You are viewing a plain text version of this content. The canonical link for it is here.
Posted to jira@arrow.apache.org by "Martin du Toit (Jira)" <ji...@apache.org> on 2022/01/05 11:56:00 UTC
[jira] [Commented] (ARROW-15252) [R] Expose skip_rows_after in CSVReadOptions
[ https://issues.apache.org/jira/browse/ARROW-15252?page=com.atlassian.jira.plugin.system.issuetabpanels:comment-tabpanel&focusedCommentId=17469241#comment-17469241 ]
Martin du Toit commented on ARROW-15252:
----------------------------------------
Hi [~thisisnic] , thanks for getting back to me.

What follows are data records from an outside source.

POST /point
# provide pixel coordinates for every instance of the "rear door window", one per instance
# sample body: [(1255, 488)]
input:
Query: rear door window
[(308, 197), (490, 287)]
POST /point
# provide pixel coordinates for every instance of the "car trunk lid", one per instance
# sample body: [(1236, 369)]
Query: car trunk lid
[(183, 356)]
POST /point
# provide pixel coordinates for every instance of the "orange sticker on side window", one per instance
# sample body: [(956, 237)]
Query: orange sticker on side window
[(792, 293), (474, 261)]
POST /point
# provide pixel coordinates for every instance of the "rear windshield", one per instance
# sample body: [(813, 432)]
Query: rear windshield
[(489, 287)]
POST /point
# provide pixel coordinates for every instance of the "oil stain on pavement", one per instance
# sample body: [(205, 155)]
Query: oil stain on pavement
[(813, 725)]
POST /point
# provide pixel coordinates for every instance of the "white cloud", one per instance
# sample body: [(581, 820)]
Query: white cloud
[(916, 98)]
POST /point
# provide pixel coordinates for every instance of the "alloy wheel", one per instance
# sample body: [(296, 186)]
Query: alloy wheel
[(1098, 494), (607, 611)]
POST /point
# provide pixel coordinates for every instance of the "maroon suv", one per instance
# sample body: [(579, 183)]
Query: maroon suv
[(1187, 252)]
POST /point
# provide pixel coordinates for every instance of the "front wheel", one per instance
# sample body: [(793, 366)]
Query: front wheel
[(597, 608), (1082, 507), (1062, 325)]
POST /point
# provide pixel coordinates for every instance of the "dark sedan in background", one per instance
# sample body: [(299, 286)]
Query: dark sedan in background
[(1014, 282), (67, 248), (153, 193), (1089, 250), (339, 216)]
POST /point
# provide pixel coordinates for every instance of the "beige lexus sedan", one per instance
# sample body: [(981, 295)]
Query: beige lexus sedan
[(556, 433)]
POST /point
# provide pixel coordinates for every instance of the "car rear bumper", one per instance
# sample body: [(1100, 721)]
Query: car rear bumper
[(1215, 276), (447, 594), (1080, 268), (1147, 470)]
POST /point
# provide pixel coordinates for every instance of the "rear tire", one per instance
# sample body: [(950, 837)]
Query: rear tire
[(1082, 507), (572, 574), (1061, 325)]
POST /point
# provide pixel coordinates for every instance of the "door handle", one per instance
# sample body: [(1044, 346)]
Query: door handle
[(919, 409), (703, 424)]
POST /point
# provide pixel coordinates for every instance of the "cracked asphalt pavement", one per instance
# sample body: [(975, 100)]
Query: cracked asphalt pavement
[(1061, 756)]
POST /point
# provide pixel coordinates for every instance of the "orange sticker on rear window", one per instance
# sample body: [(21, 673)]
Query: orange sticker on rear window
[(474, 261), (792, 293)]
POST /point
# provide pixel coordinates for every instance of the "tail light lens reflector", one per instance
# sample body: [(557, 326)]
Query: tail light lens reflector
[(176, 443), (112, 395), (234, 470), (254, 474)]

I also tried it with pyarrow, although not my preferred language, but got the same error. Is it possible with pyarrow, or also not exposed to pyarrow?
> [R] Expose skip_rows_after in CSVReadOptions
> ---------------------------------------------
>
> Key: ARROW-15252
> URL: https://issues.apache.org/jira/browse/ARROW-15252
> Project: Apache Arrow
> Issue Type: Improvement
> Components: R
> Reporter: Martin du Toit
> Assignee: Nicola Crane
> Priority: Major
> Attachments: I2478172_Activity_20180830.csv
>
>
> Not sure if this is a bug, but if I open_dataset of a directory containing csv files with a header and a footer, I specify the following convert options to include_missing_columns. The code works fine on files with no header and footer
> {code:r}
> col_names <- c("col names specified as in 2nd row of file") #ie colnames is known
> skip <- 2
> file_path <- "path to directory holding various files"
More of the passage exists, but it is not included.